The advice was to get the low-e coating with the argon gas filled. It was mentioned that I could get new aluminum storms--but it was mentioned that would be throwing good money into a band-aid fix.

The storms cost about 100-147$ per window, and are the higher quality by Larson and another company.

The replacement windows are 700-1000$ per with install. Everyone has emphasized that proper install is critical. The products we've seen have been Andersen and Pella, and a few regional companies. I am getting very confused. (and BTW did anyone notice the cost of replacement windows JUMPING since the energy credit??)

This may be a new thread, but what is the best replacement window for an extreme climate (-50 with windchills through 90's in sumer). Product quality, energy effeciency,urability, great installation, warranty and service, etc.
Renewel and Pella companies do charge that much for window and install. It's not uncommon, but you could buy through a lumber yard that recommends a builder/contractor who might be slow on work. I sale Andersen Windows through a local lumberyard i would recommend not too jump with getting three quotes. I would not buy Pella, they are in a class action law suit for there windows rotting, look for your self under mypellawindowsarerotting.com and pellaclassactionlwasuit.com. I'm telling you too look for yourself, Andersen stands behind there products, with their customer service, reps, and service after the products are sold. I telling you, I have had nothing but problem with Pella with service seeing the windows rotting with in ten years. Plus Andersen Windows you can get parts for their windows 40 years from now... why would you even consider Pella they don't compare to the Andersen Windows, only the 200 series windows compare with the Pella. You'll do what you want with your money, and you can call me when you have to replace those roiting pella window.
The Andersen Window Premium Window called "A" Series was just lunched but you need to have $20k in windows to get it.
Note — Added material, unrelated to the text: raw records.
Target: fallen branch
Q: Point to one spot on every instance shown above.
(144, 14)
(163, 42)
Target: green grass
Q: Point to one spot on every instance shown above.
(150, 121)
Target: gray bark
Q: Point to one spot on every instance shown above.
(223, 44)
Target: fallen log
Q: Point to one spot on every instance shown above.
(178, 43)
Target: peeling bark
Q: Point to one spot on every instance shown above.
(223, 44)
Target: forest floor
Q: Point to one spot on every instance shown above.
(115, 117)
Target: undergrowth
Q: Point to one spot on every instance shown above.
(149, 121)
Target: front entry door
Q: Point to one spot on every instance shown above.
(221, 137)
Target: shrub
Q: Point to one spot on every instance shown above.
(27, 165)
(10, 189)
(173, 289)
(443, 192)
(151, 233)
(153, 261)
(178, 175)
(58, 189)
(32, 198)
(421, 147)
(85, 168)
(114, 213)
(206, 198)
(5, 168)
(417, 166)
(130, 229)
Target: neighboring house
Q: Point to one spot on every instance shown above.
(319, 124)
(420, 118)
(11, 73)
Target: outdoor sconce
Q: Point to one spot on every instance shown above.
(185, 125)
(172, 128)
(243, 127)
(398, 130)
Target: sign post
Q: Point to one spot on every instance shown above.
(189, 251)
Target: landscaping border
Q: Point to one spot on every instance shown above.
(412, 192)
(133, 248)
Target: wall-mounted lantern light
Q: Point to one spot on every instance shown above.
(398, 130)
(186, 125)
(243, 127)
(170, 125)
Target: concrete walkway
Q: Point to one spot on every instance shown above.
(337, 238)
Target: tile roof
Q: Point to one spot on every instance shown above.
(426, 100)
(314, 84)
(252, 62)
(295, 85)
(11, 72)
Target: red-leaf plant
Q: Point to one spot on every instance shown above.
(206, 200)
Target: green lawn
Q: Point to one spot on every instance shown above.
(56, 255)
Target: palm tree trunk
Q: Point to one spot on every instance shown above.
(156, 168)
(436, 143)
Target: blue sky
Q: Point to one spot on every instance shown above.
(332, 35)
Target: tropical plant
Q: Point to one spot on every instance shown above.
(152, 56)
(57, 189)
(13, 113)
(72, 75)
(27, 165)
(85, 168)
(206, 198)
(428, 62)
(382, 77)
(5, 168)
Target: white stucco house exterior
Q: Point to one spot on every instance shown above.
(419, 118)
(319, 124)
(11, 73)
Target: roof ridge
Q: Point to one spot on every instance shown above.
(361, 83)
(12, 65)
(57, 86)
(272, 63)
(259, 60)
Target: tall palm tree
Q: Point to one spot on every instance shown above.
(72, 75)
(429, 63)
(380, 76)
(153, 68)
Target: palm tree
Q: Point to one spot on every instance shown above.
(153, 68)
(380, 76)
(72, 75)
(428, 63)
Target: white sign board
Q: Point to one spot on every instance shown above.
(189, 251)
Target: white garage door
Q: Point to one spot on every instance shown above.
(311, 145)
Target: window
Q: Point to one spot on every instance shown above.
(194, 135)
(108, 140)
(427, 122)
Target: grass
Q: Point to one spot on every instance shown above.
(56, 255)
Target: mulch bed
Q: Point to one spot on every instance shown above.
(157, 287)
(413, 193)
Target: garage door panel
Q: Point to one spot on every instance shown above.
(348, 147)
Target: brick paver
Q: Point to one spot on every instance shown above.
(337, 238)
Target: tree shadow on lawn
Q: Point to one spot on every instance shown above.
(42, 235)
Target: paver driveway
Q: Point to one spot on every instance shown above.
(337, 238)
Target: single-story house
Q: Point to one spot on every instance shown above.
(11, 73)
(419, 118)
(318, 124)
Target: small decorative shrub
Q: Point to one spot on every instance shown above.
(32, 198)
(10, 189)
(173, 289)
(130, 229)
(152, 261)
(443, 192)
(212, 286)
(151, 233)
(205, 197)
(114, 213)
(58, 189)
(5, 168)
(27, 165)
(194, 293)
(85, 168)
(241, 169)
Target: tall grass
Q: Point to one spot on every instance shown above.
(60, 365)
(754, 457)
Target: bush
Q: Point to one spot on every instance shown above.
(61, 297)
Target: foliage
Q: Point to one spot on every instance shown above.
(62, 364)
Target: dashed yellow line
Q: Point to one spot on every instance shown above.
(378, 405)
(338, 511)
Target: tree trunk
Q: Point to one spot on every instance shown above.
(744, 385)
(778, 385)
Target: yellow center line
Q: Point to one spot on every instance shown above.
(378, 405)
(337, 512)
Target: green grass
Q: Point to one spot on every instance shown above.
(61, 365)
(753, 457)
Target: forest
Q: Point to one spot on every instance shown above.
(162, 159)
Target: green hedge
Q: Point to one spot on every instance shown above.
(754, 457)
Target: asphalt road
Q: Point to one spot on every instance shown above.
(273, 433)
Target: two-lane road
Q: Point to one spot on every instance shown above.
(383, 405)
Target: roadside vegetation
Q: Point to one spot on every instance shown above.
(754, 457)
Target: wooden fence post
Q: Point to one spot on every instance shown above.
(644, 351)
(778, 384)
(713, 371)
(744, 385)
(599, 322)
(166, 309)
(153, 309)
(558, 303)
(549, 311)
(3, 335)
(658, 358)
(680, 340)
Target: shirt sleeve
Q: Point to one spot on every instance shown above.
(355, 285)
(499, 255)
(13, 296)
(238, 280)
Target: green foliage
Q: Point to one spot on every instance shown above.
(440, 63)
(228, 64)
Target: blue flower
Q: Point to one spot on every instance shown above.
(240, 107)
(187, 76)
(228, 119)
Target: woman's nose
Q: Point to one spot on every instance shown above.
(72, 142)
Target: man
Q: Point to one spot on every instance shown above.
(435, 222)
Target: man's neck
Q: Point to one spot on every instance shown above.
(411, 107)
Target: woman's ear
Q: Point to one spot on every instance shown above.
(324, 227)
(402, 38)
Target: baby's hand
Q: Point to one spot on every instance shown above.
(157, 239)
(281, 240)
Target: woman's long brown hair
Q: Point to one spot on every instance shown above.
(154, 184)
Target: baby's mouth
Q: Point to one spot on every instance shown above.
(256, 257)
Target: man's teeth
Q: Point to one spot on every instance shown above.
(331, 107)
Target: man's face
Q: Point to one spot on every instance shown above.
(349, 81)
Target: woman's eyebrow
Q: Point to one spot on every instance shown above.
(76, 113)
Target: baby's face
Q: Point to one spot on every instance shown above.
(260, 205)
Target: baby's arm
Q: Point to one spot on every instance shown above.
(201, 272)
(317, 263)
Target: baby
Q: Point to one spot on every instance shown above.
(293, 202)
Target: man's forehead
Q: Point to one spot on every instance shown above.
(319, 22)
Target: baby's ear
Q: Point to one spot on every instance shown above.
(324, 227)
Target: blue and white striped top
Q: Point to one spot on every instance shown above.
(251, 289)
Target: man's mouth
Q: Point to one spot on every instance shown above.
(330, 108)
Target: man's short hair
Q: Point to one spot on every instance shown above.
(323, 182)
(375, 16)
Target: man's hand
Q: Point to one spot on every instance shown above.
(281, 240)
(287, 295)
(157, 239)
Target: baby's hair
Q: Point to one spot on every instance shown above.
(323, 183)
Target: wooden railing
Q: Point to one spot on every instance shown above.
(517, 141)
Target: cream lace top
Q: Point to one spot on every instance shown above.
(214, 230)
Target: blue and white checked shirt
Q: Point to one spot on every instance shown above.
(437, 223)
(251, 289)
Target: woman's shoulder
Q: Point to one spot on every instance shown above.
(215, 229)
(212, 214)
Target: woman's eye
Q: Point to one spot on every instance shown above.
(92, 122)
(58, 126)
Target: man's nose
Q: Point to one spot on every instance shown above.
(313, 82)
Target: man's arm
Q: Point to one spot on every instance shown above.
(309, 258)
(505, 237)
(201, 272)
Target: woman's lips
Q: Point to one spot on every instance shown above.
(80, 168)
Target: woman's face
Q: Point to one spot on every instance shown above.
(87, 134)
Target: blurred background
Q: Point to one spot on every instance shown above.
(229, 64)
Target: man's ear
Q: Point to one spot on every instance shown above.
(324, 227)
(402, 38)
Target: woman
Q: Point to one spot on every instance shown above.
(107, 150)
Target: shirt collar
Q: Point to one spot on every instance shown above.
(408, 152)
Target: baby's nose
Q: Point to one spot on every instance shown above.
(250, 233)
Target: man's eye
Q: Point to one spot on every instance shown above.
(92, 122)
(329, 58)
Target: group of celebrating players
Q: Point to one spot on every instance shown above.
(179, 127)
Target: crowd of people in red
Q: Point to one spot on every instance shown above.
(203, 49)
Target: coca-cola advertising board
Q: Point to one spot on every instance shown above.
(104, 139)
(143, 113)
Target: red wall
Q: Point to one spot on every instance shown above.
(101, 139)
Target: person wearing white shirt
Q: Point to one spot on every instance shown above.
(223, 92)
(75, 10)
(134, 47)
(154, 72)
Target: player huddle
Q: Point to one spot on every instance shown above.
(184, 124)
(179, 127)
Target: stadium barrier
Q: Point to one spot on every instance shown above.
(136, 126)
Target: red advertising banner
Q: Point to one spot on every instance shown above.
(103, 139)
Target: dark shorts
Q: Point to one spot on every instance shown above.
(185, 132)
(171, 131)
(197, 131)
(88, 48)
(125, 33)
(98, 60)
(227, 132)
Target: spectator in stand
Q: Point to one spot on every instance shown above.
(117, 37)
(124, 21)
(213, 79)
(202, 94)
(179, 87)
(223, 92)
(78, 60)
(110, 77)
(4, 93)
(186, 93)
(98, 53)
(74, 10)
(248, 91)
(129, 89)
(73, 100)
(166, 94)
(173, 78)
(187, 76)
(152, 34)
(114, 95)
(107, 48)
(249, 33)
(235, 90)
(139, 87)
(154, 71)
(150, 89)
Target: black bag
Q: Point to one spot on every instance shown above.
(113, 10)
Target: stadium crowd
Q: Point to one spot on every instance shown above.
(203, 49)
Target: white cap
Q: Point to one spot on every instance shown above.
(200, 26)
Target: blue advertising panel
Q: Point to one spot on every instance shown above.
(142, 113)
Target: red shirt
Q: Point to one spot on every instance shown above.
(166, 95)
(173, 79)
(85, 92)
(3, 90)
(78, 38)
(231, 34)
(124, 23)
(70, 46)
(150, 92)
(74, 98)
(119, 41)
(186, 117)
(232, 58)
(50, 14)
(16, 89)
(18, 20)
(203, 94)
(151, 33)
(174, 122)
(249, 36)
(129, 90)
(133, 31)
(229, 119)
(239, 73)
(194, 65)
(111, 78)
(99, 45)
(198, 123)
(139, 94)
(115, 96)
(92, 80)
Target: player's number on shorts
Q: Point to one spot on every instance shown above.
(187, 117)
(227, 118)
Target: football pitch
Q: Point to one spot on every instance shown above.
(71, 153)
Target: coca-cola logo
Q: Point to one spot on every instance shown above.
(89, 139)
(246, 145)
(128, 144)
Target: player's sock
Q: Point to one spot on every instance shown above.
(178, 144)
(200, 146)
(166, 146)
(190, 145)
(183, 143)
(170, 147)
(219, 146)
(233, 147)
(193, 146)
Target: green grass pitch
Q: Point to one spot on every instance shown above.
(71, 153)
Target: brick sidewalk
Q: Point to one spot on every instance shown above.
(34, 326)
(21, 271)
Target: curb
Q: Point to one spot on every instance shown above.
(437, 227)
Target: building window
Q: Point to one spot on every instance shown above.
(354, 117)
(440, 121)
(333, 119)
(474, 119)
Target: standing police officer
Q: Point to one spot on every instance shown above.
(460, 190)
I would now recommend the Woodwright Window. The exterior of the window is made of Fibrex and will never rott. TREX DECKING uses the same materail to make their deck railing, its a very durable composite materail.
Also Andersen is also making custom 400 Series Casements and 400 Series Awnings now!! but you'll need to get a A/W rep to quote it for you or your local lumber yard.
Good luck and dont get hoodwinkled in buying pella they are not the best window out there far from it.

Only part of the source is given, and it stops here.